You understood it too when Manny coughed out a burst of white Chesterfield smoke and said fuck in the middle of something in Mexican and you got scared and looked at Hidalgo and he shut up but sat there grinning. And then turned his head and looked out his side window. And after a while said, “Manny don’t like pumpkin juice.”

And then, after the long and growling climb up Price Canyon, after cresting Soldier Summit, after making it around the turn past the elephant family boulders and the road was there again, and the distant back of your father’s Buick, there was the song on the radio, and the sound that was playing the song, a sound you’d never heard before, the human breath of a voice giving flight to a bird made out of the sound of steel.
You sat there spellbound. Your breath. If it was an instrument it was one you’d never heard be-fore. But you wanted it to take your breath too, make it the sound you were hearing, a sound you would follow anywhere. And then it was gone, and Hidalgo was saying sheepherder music, and you were saying no, it’s not, looking at Manny, knowing from this quiet grin around his cigarette that they were fooling you.
“Sure it is,” Hidalgo saying. “Up in the mountains, the moon and the stars all out, the sheep all sleeping, just you and the dog, a little fire going, right, Manny?”
“Keeps away the cougars and coyotes, too,” Manny saying.
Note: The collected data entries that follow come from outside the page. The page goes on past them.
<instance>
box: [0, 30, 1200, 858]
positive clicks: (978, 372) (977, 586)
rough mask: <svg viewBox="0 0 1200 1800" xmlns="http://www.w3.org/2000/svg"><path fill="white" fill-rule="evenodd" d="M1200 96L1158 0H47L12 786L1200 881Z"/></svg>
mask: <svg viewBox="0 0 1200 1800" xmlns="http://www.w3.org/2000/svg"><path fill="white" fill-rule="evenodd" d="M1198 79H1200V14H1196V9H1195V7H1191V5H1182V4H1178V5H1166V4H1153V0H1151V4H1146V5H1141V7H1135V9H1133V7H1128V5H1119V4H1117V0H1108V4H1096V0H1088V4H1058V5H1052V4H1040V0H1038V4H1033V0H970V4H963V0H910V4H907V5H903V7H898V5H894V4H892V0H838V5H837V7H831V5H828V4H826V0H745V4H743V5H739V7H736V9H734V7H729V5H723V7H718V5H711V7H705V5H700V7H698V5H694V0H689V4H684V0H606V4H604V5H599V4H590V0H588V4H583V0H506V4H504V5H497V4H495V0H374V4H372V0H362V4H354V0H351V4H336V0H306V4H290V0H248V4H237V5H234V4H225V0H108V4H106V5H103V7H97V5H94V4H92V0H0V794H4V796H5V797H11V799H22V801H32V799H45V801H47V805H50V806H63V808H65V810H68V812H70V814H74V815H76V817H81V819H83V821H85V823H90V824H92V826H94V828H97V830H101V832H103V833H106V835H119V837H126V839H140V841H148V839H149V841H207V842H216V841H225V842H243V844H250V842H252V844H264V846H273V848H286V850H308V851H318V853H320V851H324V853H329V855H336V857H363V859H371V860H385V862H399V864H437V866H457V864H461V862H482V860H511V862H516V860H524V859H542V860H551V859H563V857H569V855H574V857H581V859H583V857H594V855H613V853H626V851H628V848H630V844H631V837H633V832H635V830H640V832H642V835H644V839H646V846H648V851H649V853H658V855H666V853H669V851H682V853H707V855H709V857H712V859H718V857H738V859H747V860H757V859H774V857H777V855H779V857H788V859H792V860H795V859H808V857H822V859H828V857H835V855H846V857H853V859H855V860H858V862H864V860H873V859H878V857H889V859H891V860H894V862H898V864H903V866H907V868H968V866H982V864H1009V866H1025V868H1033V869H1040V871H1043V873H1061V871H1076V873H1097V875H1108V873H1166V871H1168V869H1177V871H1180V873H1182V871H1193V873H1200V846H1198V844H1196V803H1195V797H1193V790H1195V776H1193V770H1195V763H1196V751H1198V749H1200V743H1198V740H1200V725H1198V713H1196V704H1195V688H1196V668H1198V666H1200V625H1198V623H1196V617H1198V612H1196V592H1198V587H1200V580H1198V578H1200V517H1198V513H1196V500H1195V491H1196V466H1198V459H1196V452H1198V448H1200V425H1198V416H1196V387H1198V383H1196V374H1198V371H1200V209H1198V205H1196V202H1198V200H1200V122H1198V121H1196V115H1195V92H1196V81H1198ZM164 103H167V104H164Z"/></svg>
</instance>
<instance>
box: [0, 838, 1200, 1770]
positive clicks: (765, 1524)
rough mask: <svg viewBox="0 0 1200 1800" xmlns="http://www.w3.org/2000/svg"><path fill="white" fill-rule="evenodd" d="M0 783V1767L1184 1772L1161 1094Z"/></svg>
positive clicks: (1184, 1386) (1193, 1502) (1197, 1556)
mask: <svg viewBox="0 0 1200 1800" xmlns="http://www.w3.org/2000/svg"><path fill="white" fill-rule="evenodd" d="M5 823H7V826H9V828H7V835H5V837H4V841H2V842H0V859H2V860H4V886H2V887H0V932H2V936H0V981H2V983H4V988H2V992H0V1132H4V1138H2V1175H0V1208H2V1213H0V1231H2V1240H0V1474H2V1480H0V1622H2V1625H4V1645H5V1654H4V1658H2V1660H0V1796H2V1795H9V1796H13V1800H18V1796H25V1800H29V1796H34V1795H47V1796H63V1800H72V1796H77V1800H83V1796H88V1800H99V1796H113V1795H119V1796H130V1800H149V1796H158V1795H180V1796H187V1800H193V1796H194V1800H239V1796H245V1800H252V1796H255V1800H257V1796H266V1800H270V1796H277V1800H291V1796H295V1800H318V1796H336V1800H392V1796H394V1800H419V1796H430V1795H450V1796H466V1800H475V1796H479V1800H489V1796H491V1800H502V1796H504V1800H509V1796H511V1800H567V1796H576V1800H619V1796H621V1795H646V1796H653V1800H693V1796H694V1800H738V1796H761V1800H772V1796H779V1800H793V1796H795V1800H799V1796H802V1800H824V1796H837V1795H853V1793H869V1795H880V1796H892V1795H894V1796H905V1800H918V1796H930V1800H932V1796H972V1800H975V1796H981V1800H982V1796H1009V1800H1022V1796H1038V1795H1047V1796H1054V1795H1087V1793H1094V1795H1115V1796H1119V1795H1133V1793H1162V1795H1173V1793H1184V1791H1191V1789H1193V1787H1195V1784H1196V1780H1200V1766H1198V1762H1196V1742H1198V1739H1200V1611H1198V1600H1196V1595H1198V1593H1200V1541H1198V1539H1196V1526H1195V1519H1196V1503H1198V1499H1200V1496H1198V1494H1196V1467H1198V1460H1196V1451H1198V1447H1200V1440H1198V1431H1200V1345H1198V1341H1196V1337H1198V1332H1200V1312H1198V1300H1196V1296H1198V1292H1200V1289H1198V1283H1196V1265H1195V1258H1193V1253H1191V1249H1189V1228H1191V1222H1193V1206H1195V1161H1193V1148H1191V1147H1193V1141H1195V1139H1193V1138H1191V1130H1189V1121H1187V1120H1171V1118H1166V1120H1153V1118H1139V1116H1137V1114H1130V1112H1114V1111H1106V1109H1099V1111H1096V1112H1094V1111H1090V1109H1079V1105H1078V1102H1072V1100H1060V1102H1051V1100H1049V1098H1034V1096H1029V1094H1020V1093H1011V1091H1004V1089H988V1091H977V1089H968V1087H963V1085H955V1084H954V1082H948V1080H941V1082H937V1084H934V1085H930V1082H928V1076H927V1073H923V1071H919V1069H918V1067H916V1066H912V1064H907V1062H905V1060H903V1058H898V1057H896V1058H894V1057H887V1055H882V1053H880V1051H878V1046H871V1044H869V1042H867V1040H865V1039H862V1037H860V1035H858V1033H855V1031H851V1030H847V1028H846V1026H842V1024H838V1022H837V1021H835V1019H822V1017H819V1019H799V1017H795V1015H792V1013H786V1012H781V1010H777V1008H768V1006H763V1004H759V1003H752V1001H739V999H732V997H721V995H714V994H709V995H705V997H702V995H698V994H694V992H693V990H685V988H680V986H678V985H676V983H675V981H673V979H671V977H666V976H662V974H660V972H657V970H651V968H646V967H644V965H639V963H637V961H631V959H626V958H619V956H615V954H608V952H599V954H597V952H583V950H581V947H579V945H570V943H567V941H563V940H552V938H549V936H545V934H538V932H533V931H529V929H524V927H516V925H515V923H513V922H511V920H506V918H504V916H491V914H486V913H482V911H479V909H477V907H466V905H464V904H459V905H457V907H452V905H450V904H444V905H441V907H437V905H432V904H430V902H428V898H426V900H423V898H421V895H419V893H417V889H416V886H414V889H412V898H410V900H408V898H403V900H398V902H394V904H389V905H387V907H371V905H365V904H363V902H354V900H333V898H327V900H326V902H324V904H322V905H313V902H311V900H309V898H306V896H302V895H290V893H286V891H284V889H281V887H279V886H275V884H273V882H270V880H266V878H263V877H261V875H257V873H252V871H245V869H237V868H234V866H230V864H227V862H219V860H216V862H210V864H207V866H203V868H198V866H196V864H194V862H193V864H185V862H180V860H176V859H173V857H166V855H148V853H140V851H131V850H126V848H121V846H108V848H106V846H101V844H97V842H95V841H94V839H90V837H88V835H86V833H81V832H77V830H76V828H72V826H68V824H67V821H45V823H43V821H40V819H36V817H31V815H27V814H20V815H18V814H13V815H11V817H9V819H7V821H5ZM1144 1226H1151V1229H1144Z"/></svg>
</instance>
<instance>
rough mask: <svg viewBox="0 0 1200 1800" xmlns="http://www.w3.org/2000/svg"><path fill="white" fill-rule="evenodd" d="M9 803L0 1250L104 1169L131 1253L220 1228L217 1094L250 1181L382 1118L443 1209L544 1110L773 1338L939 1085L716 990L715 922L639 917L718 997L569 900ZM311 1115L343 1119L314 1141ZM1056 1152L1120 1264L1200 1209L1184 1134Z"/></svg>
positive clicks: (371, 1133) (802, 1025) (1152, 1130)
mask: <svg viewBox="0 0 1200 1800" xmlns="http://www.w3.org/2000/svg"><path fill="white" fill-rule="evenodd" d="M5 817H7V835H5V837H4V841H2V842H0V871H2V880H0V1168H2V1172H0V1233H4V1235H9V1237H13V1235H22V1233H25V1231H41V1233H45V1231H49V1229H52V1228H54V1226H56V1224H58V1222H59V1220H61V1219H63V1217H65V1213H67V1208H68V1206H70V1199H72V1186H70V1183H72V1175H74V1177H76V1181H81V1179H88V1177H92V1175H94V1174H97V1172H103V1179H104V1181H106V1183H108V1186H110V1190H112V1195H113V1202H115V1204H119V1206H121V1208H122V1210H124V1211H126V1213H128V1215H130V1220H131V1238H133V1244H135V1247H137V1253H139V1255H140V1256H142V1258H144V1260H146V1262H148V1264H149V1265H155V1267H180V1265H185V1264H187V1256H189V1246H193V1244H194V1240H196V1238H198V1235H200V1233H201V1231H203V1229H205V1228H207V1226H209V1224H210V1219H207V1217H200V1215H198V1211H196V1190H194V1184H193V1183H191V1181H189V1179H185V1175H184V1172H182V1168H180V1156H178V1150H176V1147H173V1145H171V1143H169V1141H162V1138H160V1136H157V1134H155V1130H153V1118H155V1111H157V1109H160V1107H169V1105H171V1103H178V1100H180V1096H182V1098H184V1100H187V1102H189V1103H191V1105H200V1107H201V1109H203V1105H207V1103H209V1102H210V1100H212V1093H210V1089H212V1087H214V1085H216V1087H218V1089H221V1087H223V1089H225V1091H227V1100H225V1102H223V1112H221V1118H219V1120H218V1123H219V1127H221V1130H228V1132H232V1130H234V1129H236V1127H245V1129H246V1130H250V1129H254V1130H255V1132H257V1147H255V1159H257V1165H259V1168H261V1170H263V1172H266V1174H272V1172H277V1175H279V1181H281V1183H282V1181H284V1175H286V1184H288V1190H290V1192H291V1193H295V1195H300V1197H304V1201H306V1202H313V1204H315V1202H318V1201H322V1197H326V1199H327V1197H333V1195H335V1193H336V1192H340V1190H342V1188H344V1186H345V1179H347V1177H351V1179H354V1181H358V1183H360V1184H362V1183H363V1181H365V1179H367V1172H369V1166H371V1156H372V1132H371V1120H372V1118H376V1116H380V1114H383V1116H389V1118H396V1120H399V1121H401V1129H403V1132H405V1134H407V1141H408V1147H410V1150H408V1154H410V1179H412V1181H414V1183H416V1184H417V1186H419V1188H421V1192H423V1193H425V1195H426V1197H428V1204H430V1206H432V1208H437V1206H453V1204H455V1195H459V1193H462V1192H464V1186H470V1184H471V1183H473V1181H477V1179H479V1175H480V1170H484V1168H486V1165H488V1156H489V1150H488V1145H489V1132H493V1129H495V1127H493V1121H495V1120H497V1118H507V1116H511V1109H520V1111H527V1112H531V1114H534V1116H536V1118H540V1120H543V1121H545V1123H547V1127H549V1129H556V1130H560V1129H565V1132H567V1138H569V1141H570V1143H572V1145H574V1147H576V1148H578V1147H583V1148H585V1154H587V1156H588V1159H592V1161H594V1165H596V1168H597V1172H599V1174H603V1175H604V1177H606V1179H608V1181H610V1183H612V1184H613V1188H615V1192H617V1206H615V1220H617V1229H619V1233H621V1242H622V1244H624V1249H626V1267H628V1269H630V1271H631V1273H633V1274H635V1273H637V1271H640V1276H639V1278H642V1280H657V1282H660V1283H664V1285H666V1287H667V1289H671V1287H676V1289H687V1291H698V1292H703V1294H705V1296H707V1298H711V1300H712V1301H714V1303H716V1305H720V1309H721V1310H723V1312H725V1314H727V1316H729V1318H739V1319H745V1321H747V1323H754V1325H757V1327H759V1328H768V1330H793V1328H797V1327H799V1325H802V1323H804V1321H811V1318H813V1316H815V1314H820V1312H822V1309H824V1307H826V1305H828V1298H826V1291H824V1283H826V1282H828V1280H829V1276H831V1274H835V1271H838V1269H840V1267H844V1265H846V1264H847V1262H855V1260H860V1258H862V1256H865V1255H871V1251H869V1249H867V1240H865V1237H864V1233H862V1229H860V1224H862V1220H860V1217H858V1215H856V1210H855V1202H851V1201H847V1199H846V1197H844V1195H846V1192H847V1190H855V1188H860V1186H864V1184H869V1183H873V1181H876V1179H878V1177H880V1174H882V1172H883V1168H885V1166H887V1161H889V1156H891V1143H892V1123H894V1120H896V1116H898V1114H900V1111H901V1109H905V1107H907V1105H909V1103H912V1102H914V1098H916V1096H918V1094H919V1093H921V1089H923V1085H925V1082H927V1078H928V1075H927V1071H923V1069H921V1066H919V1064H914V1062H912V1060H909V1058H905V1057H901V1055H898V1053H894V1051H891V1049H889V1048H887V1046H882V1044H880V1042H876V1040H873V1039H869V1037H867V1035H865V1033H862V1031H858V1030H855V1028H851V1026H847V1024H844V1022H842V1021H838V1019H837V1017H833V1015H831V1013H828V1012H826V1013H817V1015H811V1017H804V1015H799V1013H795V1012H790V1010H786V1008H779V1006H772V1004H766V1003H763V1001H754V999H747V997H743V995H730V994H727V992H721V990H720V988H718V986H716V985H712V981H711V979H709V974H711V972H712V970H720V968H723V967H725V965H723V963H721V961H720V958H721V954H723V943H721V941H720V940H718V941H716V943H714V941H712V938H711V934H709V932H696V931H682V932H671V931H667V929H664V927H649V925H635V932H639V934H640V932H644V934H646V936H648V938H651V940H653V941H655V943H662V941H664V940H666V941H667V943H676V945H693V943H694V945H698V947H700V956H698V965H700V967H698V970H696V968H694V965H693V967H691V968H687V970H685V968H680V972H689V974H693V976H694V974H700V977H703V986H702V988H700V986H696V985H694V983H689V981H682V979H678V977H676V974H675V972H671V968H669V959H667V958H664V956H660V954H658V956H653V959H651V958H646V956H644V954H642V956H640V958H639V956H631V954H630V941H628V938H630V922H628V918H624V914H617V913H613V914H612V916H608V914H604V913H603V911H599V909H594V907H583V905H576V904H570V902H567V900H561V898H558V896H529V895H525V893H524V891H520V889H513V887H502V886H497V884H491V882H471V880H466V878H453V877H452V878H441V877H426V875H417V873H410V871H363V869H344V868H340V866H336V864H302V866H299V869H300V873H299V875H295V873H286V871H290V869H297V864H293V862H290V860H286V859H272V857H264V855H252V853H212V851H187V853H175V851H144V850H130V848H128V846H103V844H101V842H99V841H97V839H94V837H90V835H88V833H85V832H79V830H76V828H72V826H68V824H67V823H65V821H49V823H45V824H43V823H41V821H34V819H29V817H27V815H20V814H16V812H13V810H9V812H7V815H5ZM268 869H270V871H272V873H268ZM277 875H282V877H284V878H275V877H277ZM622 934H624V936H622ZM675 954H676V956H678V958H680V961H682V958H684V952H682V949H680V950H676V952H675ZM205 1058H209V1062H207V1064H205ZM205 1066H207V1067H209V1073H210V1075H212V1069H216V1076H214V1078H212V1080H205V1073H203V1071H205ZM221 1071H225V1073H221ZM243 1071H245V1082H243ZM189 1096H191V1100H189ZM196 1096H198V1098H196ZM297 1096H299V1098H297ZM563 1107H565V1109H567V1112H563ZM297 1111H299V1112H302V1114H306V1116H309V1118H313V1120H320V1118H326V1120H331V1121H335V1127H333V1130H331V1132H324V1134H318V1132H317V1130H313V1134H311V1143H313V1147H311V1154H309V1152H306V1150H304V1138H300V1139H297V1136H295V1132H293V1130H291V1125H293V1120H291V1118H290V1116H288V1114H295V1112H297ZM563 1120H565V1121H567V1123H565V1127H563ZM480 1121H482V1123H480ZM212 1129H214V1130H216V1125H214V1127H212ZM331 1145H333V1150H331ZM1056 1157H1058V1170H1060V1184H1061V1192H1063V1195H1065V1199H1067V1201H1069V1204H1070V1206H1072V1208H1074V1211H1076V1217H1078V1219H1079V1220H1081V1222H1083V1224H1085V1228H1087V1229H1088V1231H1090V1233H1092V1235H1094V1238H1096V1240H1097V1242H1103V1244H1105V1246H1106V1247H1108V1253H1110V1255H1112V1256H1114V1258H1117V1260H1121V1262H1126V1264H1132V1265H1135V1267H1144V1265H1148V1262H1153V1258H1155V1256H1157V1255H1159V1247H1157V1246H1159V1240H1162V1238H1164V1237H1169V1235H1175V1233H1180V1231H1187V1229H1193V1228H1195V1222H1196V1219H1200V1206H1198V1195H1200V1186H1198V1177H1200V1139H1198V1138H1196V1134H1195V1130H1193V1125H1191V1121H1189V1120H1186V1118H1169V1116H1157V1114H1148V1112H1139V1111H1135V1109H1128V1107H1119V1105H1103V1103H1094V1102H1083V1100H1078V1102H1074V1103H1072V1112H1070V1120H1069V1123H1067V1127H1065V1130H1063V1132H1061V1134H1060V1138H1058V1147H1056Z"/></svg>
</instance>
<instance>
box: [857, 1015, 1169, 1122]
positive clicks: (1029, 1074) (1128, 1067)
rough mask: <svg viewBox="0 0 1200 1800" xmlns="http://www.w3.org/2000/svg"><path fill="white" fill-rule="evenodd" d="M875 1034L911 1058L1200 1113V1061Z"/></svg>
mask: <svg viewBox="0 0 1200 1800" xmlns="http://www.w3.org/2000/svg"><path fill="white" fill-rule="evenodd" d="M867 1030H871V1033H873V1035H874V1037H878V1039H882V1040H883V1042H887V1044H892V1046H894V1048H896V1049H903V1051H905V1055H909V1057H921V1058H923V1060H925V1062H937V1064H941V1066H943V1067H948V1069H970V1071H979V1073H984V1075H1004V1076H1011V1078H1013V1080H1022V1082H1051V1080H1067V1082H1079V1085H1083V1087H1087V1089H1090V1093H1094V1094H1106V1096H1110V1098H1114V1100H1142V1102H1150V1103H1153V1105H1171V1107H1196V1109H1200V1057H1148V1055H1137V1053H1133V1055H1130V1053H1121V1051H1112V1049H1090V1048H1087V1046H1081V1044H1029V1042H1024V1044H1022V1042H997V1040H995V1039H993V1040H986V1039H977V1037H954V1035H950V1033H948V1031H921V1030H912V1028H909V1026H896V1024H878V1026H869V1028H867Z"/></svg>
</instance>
“That’s right.” Hidalgo taking a second to lean down toward the dashboard and light his own cigarette. “Makes them peaceful. Takes their minds off their stomachs.”
“You hungry?” Manny saying. “Thirsty?”
“No thanks.”
“Just say so. Don’t want your mom thinking we’re letting you starve.”

The movie your father took when Manny came to get your dog the afternoon before you moved because your mother said you couldn’t bring him north. You drew a picture of him instead to bring along. Rufus sat there, watching you draw, not knowing it was him, not knowing anything until Manny leashed him to the spare tire in the bed of his pickup truck. Manny said he wouldn’t change his name, would call him Rufus too, would make him a happy-go-lucky sheepdog. And then he drove away, Rufus barking, leaping back and forth in the bed, and there you were, in your gold-colored swimming trunks and the piece of tarp you used for a Superman cape, half chasing the small cloud of dust that rose up behind the tailgate, your legs confused and irresolute, the same uncertain jerkiness in your arms, up and then down and then up again, half waving, not knowing how to let him go, not sure how to say goodbye. Rufus. The dog you got when he was a puppy not much big-ger than the bowl of your two hands. The coyote you cornered and tackled in the yard. The way you pulled his jaws apart until Rufus fell clear. The day it took for Rufus to come unparalyzed enough to eat and walk again.
Later, in Bountiful, when your father runs it on his noisy home projector during a Family Home Evening, the movie will startle and shame you. It will show you what he sees when he looks at you. You wheeling round, seeing the man behind you in the road with the whirring camera to his face, the recognition in your own face that you’re being filmed, the half-apologetic try at smiling, then wheeling around again to run a few more stumbling steps in the wake of the dust-blurred pickup. In the film you won’t hear Rufus barking. Just see the fierce repeating recoil of his head. Just see you waving while your father records on film what it’s like when you think that a dog would know what it means when you wave at him. The scene will feel endless while your family sits there watching. Jazz. A new word. Sheepherder music. A way to comprehend it. Thistle. Spanish Fork Canyon. Springville. Provo. Orem. Out ahead of you, through the windshield of the cattle truck, through the towns going north all the way to Salt Lake City, there was always the green rear end of your father’s Buick, heads and sometimes faces in the big rear window.
“Hey. Look over there. Your new house.”
Looking where Hidalgo’s pointing. The spires of the Salt Lake Temple above the roofs of the downtown buildings in the yellow afternoon sky.
“That’s the Temple,” you saying, because Hidalgo wasn’t Mormon, because maybe he didn’t know. “God lives there.”